News Corp open discussions with potential buyers for regional and local mastheads
News Corp is opening its regional and local newspaper books for discussions with potential buyers.
According to a piece published in the News Corp-owned masthead The Australian yesterday, the company has hired investment bank Citi as an advisor. The story also suggests potential suitors are already circulating, including equity firms Anchorage Capital and Apollo.

News wouldn’t sell these if they were making them money.
The newsroom consolidation model they run should make the ‘news’ part trivial, except the whole point of a local paper is local news, which means boots on the ground, which means labour costs. So the part they could do simply (sack the subbies and re-sell content from other news assets) doesn’t work for the small towns. And print costs? How do you do a daily in a regional, printed in the CBD? So its expensive to ship and sell too. I’d love to know how big the returns piles are from the local newsagents. Are there local news agents any more?
Any buyer has to be looking to a realistic market value. I think it will be fascinating to work out how much worth was destroyed during the News Ltd ownership. Not necessarily their fault, but the underlying model has completely caved in: If I want a local handyman I’m heading to gumtree
News also acquired the APN/ARM regional print sites, I’d be very surprised if they weren’t immediately taking advantage of that in a variety of ways.

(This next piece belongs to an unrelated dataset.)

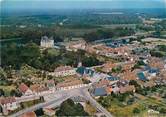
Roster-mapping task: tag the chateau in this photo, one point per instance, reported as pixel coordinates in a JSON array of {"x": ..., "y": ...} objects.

And if you want to see worth destroyed, oh boy, wait till the PE folks take over. Anchorage was responsible for what they call the Dick Smith “turnaround”, which I’d say is an incredibly charitable assessment of what happened and indeed what PE and Anchorage does. But I’m just a simple IT guy, so who knows.
Yes, newagencies still exist just about everywhere. One small town near where I live lost their’s a few years ago. And within about a year it was replaced with a brand new bigger one.
Many regional papers are printed in the communities where they’re read.
We can only hope that a company dedicated to news production buys the papers. The papers would fit Fairfax perfectly, but they have no money. Seven West might be interested.